The average benchmark premium on the Arkansas Health Insurance Marketplace increased by a higher percentage than any other state this year, a KFF analysis shows. This change, however, reflects a strategy by Arkansas insurers to mitigate the impact of the expiration of enhanced premium tax credits (PTCs) that have helped reduce the cost of health insurance premiums.
A benchmark premium is the monthly premium of the second-lowest priced silver-tier plan (the middle tier of coverage under the metal-tier system used to categorize marketplace plans) available to a consumer. In Arkansas, the average benchmark premium jumped from $458, the 16th lowest in the nation, in 2025 to $774, the seventh highest, this year. Benchmark premiums also increased in all but one other state, but the average increase nationwide was 26%, compared to a 69% increase in Arkansas.
A regional comparison shows that Arkansas’s average monthly benchmark premium was lower than those of the surrounding states during the years 2018 through 2025 but is now higher than the premium of any neighboring state.
Without context this may seem concerning, but the increase to Arkansas’s benchmark premium may counterintuitively protect some Arkansas consumers from increased premiums.
Arkansas’s Approach
Arkansas insurers concentrated premium increases for 2026 in benchmark silver plans, a pricing strategy often called “silver loading.” This approach optimizes the PTC calculation in order to reduce the cost of marketplace coverage for consumers with qualifying incomes. Because PTCs are calculated based on the benchmark silver premium in a consumer’s area, higher benchmark premiums result in larger credits. Those larger credits can be applied to bronze, gold, and platinum plans, even if the premiums of these plans do not increase by as much or at all. A KFF analysis of average premiums by metal tier shows that while the average benchmark premium rose by 69% in Arkansas this year, the average premium for the state’s lowest-cost bronze plan rose by 15%, compared to an average national increase of 20%, and the average premium for Arkansas’s lowest-cost gold plan rose by 23%, compared to a national average increase of 21%.
In effect, this approach can make non-silver plans more affordable for consumers who receive PTCs, while making silver plans less affordable for those who do not.

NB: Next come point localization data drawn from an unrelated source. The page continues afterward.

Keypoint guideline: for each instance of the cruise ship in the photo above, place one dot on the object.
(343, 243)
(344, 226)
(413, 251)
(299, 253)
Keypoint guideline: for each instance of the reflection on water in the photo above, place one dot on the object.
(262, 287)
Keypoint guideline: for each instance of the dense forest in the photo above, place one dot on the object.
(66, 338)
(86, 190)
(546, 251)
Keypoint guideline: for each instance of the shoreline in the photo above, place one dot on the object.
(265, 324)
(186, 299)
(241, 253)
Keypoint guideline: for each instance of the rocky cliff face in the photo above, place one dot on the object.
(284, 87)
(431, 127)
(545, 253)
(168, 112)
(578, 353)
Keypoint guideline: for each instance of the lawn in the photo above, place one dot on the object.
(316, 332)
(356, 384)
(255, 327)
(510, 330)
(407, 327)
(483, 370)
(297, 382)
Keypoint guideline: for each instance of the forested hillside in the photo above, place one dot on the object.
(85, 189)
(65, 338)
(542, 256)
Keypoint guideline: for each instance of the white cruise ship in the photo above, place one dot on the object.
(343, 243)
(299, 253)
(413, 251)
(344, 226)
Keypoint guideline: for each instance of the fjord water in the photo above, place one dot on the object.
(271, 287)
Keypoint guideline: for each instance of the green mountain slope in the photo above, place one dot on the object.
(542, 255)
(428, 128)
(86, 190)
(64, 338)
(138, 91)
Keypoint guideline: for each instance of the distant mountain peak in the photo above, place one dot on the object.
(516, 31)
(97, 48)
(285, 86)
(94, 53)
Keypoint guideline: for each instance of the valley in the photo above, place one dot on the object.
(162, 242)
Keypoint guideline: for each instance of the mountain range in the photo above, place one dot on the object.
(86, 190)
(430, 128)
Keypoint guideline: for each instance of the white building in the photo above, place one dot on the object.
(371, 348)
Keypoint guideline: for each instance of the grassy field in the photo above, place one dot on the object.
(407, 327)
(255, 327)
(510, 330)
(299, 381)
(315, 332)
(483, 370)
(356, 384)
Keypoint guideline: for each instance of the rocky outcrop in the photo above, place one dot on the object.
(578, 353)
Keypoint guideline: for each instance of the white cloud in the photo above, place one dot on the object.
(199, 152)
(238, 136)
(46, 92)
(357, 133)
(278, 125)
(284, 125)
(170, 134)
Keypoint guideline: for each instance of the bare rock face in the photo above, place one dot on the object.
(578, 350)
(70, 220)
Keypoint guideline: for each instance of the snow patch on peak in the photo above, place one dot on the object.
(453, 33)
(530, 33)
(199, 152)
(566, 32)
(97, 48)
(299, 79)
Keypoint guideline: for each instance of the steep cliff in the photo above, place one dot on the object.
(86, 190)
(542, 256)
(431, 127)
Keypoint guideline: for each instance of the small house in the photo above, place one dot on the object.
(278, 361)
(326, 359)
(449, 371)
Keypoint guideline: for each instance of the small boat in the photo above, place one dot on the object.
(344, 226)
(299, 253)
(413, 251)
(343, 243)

While PTCs reduce monthly costs for eligible consumers, plan choice is not determined by premiums alone. Consumers may consider bronze plans, which typically have lower monthly premiums but higher deductibles, or gold plans, which generally have lower deductibles and more predictable out-of-pocket costs. Lower-income enrollees may also qualify for cost-sharing reductions (CSRs), which lower deductibles and other out-of-pocket costs for enrollees on silver plans.
The graphic below estimates how the monthly premiums of the lowest-cost plans available in each metal tier on the Arkansas Health Insurance Marketplace may have changed this year for two hypothetical Arkansans, one with an annual salary of $40,000 and the other with an annual salary of $23,000. The graphic also shows cost-sharing factors for sample plans at those income levels. Premiums and tax credits given here are averages and may not necessarily reflect exact prices seen by applicable consumers. Note that, because of the expiration of the enhanced PTCs, Arkansans with annual incomes over $63,840, or 400% of the federal poverty level in 2026, receive no tax credit.
Sources: KFF analysis of average monthly premiums by metal tier; KFF Health Insurance Marketplace Calculator, 2025 and 2026; sampling of plans available on the Arkansas Health Insurance Marketplace in 2026.
a This percentage, also called an actuarial value, represents the portion of overall healthcare expenses the average enrollee can expect to be paid by an insurance plan, based on the plan’s deductible, out-of-pocket maximum, and copays/coinsurance rates.
b Silver CSR plans cover 94%, 87%, or 73% of healthcare expenses for individuals with incomes of 138%-150%, 151%-200%, or 201%-250% of the federal poverty level, respectively. An annual income of $23,000 is 144% of the 2026 federal poverty level and so qualifies for a CSR plan that covers 94% of expenses. An annual income of $40,000 is 251% of the 2026 federal poverty level and so does not qualify for a CSR plan.
Approaches in Other States
Several other states have taken other, more direct actions to mitigate the impact of the expiration of the enhanced PTCs. New Mexico opted to cover the lost credits in full for all consumers — including those with incomes over 400% of the FPL — using state funds. Some states, such as Colorado and Maryland, established new programs that partially cover the lost credits for all consumers up to 400% of the FPL. Connecticut introduced a program that covers the credits in full for those with incomes between 100% and 200% of the FPL, and in part for those with incomes between 400% and 500% of the FPL.
Other states, such as California, chose to cover the lost credits for a limited portion of enrollees by expanding existing state-level subsidy programs. The District of Columbia created a publicly administered basic health plan for low-income residents, mirroring similar programs in New York, Minnesota, and Oregon.
Data are not yet available to analyze how premium differences between plan tiers changed across the country following the expiration of the enhanced PTCs, nor to assess movement between plan tiers in response. More complete enrollment and premium data will be needed to evaluate consumer plan selection and out-of-pocket costs.